Kadishman was born in Tel Aviv, where he began his tutelage as an artist under the guidance of Aaron Avni and Moshe Sternshaus. He was drafted into the first “Nahal” brigade and was stationed at Kibbutz Ma’ayan Baruch, where he worked as a shepherd, an experience that greatly influenced his future works. In 1959 he moved to London and attended St. Martins School of Art, one of the world's leading art and design schools. He then received a scholarship to study at the Slade Art School. Kadishman soon made a name for himself in London as a talented sculptor and began to show his works around the world. In 1972 he returned to Israel, and continued to create from his home in Tel Aviv until his death.
Kadishman was a respected artist in Israel and around the globe, winning important awards in the art world. Among the awards he received were first place in the Paris and Norway Biennale. In 1995 he became the recipient of the Israel Prize in sculpture. His installation at the 1978 Venice Biennale, where he presented live sheep and himself as their shepherd, is one of the event’s most acclaimed exhibitions to this day.

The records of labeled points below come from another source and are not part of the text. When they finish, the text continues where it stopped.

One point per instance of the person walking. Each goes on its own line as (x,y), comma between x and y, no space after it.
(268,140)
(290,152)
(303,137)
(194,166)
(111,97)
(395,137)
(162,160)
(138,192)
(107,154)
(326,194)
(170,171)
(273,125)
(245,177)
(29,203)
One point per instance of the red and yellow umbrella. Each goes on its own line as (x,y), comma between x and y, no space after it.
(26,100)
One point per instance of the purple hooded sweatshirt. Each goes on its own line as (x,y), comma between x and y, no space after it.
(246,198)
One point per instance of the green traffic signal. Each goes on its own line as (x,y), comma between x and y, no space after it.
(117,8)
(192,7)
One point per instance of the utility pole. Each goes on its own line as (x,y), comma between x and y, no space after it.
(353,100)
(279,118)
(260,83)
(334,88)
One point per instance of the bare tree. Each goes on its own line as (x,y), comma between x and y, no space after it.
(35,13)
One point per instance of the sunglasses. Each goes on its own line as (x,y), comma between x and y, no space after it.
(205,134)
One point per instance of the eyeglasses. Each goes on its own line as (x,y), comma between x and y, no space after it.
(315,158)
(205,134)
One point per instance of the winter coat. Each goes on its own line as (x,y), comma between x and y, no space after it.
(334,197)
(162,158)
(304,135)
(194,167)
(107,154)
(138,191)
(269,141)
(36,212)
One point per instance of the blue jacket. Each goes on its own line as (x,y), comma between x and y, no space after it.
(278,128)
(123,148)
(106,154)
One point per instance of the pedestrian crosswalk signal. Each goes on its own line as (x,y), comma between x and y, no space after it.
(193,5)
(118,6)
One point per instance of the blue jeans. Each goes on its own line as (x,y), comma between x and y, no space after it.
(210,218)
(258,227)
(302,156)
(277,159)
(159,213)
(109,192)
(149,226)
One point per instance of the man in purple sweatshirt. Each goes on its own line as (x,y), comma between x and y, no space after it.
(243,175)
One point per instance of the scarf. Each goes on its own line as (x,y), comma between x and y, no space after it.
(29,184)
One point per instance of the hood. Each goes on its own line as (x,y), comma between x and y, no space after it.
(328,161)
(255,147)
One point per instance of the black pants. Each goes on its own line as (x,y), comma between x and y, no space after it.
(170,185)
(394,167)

Embedded in every Kadishman work is a hidden message, metaphor, a forgotten memory, or harsh criticism. His work is ingrained with themes of hope and pain, love of country, anger at the sacrifice that country demands, the importance of fortitude in the face of wars and conflict. He was inspired by his experience as a shepherd and a soldier in the desert, where he discovered an extraordinary landscape that influenced his sculptural style. Through his sculptures, he gave the stories of the Bible a modern-day interpretation inspired by life in Israel. The most famous example of these interpretations is "The Binding of Isaac", displayed in the Tel Aviv Museum Plaza.
In his work, Kadishman expressed universal contradictions that exist side by side in the world we live in: the herd instinct versus the singularity of the individual, the pain of birth and the life it creates, the coexistence of hardship and hope. It is perhaps because of this unique capability that Kadishman is not just considered an inseparable part of the Israeli artistic landscape, but also as a symbol of Israeli art around the world.